At the heart of all smart hospital solutions is a robust digital infrastructure. In physical terms, this means installing wires – to support a dense wireless network – and sensors, which can collect data about the environment and track the location of electronic devices such as smartphones and RFID tags. Once that basic network is in place, it can be used for many things, from alerts for malfunctioning systems, to mapping people, equipment and supplies, to the digitalization of hospital processes and flows.
This can support resilience – the ability of a hospital to operate safely during a crisis – in many ways. Reliable location data could help maintain two different streams for infected and non-infected patients and associated equipment, for example, and manage stretched resources more efficiently. Advance warning of building system failure – from machine-learning analysis of sensor data – would enable maintenance teams to avoid outages. Supplementing the human workforce with robots, to clean or deliver supplies, reduces the risk of disease transmission and minimizes exposure for caregivers and patients.
“Autonomous guided vehicles can be used to transport food and medicine, so hospital staff don’t need to go into the ward,” says Thomas Chan, Executive Director of Building MEP at WSP for the China Region. He is part of the team designing a smart hospital in Hong Kong, which will use robots to both enhance infection control and solve an acute shortage of workers.

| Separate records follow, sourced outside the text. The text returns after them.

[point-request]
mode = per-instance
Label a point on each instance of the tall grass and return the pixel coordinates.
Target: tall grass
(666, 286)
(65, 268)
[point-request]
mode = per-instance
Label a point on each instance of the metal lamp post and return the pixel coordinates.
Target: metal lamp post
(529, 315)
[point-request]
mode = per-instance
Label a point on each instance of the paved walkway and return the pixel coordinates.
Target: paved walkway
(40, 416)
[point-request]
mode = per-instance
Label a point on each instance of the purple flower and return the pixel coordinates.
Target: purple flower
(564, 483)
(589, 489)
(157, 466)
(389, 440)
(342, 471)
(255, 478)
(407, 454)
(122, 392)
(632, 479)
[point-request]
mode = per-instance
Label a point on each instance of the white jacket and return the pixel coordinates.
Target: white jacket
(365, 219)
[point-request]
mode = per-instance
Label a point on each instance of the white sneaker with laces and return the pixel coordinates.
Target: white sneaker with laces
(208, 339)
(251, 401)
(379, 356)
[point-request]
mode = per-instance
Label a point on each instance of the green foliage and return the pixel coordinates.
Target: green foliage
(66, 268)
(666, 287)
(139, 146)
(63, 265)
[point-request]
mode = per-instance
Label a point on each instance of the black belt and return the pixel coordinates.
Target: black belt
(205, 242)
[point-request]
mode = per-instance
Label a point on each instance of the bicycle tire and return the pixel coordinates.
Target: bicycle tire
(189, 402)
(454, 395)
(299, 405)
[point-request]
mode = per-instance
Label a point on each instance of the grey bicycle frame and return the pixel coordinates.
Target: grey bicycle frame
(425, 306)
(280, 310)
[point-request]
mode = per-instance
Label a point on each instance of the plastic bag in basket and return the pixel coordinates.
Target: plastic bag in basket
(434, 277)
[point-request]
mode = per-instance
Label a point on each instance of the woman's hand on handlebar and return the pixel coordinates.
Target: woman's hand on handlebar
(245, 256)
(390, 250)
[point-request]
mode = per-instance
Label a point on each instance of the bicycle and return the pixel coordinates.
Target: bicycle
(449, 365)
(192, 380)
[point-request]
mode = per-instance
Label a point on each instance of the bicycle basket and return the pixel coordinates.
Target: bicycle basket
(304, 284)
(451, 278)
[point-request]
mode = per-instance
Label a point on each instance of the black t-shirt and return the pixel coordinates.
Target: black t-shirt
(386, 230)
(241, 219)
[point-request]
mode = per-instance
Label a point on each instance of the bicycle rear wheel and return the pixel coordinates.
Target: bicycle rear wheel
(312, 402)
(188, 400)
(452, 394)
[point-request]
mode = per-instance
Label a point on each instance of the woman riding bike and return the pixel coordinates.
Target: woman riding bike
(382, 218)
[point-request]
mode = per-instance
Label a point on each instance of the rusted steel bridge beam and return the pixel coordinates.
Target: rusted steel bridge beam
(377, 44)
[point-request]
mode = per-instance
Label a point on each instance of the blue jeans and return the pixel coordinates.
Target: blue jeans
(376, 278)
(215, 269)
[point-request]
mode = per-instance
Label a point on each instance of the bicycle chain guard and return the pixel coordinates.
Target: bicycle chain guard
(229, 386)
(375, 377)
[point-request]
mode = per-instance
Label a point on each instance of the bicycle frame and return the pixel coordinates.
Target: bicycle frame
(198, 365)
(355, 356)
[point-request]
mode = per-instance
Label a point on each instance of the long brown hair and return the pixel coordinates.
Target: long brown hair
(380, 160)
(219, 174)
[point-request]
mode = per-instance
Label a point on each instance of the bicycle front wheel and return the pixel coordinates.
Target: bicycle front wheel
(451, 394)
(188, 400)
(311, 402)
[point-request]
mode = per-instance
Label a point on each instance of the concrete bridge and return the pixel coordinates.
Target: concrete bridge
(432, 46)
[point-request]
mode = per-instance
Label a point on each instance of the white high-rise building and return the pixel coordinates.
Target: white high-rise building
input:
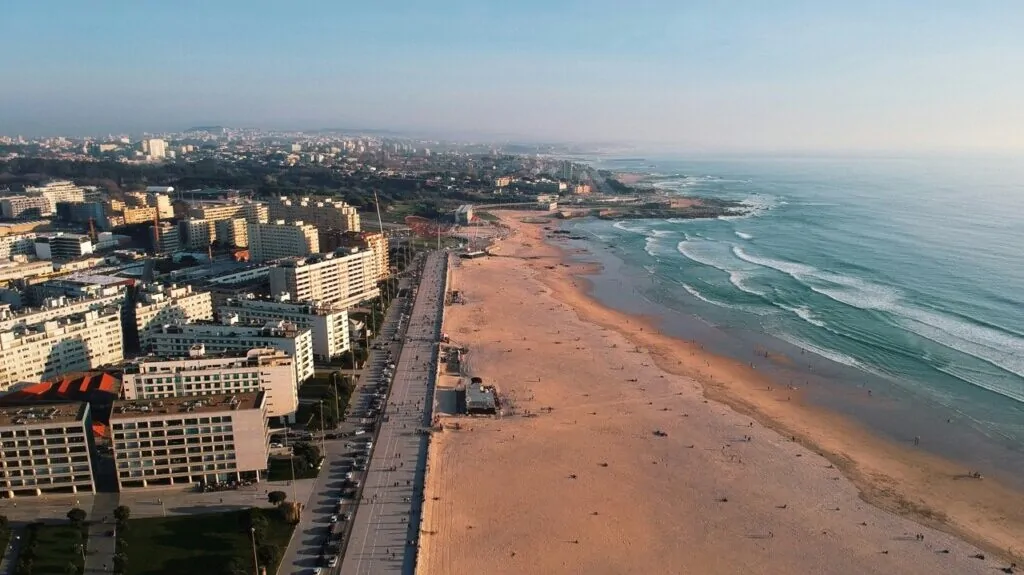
(188, 440)
(70, 343)
(258, 369)
(158, 305)
(340, 279)
(179, 340)
(329, 324)
(157, 148)
(280, 239)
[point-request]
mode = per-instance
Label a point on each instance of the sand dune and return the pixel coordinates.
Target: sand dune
(589, 487)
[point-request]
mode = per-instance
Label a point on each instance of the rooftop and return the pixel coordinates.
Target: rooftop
(42, 413)
(195, 404)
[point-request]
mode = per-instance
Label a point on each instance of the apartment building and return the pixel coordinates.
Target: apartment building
(62, 247)
(20, 207)
(179, 340)
(264, 369)
(17, 245)
(342, 279)
(45, 449)
(158, 305)
(188, 440)
(279, 239)
(197, 233)
(57, 190)
(138, 215)
(57, 307)
(333, 239)
(233, 231)
(329, 324)
(252, 212)
(324, 214)
(71, 343)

They will also apply artificial intelligence to monitor MEP systems and enable predictive building maintenance. “The deep-learning machine embedded in the robots will analyse operating data to check the condition of the equipment,” he explains. “If part of the plant system seems to be in poor condition, the building management system will alert the engineering staff and help them locate the problem so it can be fixed, avoiding any interruption in services.”
At Bon Secours Mercy Health, a healthcare system with 35 hospitals across the eastern US, director of infrastructure Jonathan Hunley is creating a standard sequence of operations that will be used across all of its facilities, including a “pandemic mode” setting to turn an entire emergency department into a negative air environment. For a new hospital in Virginia, he intends to go a step further. “We are looking at taking all these different smart technologies – building automation, power, lighting, nurse call, patient logistics, security – and combining them into one system where I can monitor everything in real-time. I want to get to the point where I can monitor indoor air quality, and put different control sequences into motion if we see anything spiking.”

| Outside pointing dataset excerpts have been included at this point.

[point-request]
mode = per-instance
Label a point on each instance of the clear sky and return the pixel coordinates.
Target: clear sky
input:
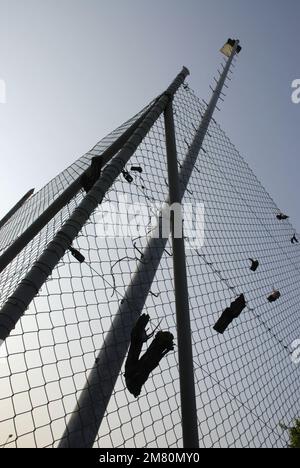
(75, 69)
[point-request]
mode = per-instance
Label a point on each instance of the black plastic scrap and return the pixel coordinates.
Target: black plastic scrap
(230, 314)
(294, 239)
(92, 174)
(77, 255)
(254, 264)
(138, 370)
(274, 296)
(136, 169)
(127, 176)
(231, 42)
(282, 217)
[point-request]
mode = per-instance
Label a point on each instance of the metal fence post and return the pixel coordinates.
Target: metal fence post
(185, 352)
(101, 381)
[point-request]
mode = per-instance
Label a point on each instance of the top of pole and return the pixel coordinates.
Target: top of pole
(229, 46)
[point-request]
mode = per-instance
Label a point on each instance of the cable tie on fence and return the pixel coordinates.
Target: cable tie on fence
(77, 255)
(92, 174)
(294, 239)
(136, 169)
(138, 370)
(254, 264)
(282, 217)
(127, 176)
(274, 296)
(230, 314)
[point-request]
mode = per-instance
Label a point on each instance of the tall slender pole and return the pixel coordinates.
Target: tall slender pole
(95, 397)
(17, 206)
(185, 352)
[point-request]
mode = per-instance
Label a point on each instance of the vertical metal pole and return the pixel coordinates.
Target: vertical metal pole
(93, 402)
(184, 334)
(15, 208)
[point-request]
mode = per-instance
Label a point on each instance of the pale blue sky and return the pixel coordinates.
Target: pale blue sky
(75, 69)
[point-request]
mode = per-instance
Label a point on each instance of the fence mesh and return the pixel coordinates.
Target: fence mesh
(246, 382)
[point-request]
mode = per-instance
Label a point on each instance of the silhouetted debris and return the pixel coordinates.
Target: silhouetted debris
(254, 264)
(294, 240)
(230, 314)
(282, 217)
(137, 169)
(92, 174)
(137, 370)
(77, 255)
(274, 296)
(127, 176)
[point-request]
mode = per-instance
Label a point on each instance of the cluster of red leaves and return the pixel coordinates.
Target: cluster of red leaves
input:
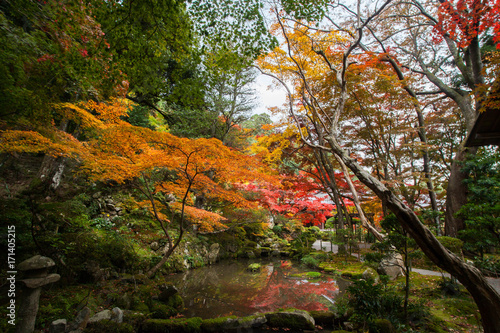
(464, 20)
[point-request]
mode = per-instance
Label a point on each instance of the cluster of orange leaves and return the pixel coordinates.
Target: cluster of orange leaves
(117, 151)
(464, 20)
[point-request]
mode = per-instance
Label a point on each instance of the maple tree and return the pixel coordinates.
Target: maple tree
(119, 152)
(309, 52)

During COVID, the ability to modify facilities quickly and efficiently has been found to be a very important part of resilience (we discussed building flexibility in detail earlier in the series). In a hospital where spaces are highly specialized, physical changes have complex repercussions. A technological overlay, on the other hand, is far more adaptable.
In Queensland, there is a shift to replace televisions in patient rooms with a “bring your own device” policy, supported by a free high-speed wifi network. “You can do FaceTime, Netflix, GoToMeeting, Zoom, or you can open up the Queensland Health app, put your patient number in, and get access to different services or order your meals,” says Wall. This provides a better patient experience, so aiding recovery, he adds, but it also allows new services or information to be added from a central hub. Ditto digital signage – it’s much easier to change routes through a hospital by reprogramming displays and wayfinding apps than having to manually alter every sign.